[Posterior approach to treatment of spinal stenosis associated with degenerative lumbar scoliosis].Zhongguo Xiu Fu Chong Jian Wai Ke Za Zhi. 2008 Jun; 22(6):711-4.ZX
To discuss the main points of techniques and ranges of fusion in posterior operation of degenerated lumbar scoliosis complicated spinal stenosis.
From February 2001 to September 2006, 23 cases with degenerated lumbar scoliosis stenosis were treated by posterior operation. There were 9 males and 14 females, with the average age of 65.3 years (ranging from 52 years to 71 years). The course of the diseases was 4 to 8 years. All patients were presented with severe low back pain. All patients were measured for Cobb angle of curves(17 degrees to 53 degrees), and lordosis angle of lumbar (-20 degrees to 10 degrees 10 cases, -40 degrees to -20 degrees 13 cases). Ten cases in which Cobb angle was smaller than 20 degrees were operated by limited segmental decompression of spinal canal, posterior intervertebral fusion and short transpedical instrument fixation. For the rest 13 cases in which Cobb angle was bigger than 20 degrees were operated by canal decompression, longer instrument for scoliosis correction, intervertebral fusion and posterior-lateral fusion. The fixation and fusion were located at L4-S1 in 6 cases, L1-5, in 5, L2-5 in 4, L1-S1 in 5, L2-S1 in 2 and T10-S1 in 1.

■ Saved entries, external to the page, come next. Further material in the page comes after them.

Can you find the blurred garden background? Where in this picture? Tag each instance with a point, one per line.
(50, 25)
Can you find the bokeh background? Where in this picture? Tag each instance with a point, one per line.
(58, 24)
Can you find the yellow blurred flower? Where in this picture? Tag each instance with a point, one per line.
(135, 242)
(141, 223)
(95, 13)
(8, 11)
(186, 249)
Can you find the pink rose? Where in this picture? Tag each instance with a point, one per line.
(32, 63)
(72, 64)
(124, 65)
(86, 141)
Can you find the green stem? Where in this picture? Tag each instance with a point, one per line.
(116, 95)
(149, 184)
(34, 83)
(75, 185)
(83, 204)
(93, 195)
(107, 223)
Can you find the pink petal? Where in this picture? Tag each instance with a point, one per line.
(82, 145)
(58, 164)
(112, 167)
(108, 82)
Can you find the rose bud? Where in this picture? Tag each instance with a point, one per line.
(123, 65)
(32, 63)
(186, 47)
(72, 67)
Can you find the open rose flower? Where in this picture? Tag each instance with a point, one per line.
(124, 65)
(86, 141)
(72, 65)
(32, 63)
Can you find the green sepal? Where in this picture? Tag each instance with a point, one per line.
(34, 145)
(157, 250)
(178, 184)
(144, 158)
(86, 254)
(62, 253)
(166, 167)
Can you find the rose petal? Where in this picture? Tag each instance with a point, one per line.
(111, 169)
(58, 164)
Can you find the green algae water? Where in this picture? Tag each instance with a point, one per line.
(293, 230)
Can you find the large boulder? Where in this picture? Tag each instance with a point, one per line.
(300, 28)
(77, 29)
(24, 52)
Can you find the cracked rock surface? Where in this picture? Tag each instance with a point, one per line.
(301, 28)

There was no patient who died from the operation. Average Cobb angle in coronal plane was 0 degrees to 21 degrees with the average of 15.6 degrees. The lumbar lordosis angle was -48.0 degrees to -18.2 degrees with the average of 36.4 degrees. There were 21 cases (91%) with sciatica and intermittent claudication who were clearly released. There were 20 cases (87%) whose low back pain intensely decreased. Three cases with drop-foot returned to normal activities. During the mean 15-month (6 to 54 months) follow-up for 23 cases, there was no change of corrected results and fusion rate was 100%.
For degenerated lumbar scoliosis patients, the most important purpose of the treatment is to improve clinical symptoms through sufficient decompression of neural structures. Lumbar stabilization reconstruction and benign spinal biomechanics line conduct to long-term curative effect. Overall estimate of the clinical appearances and imageology characters is necessary when the decision, that segments are needed to be fixed and fused should be made. The strategy of the individualized treatment may be the best choice.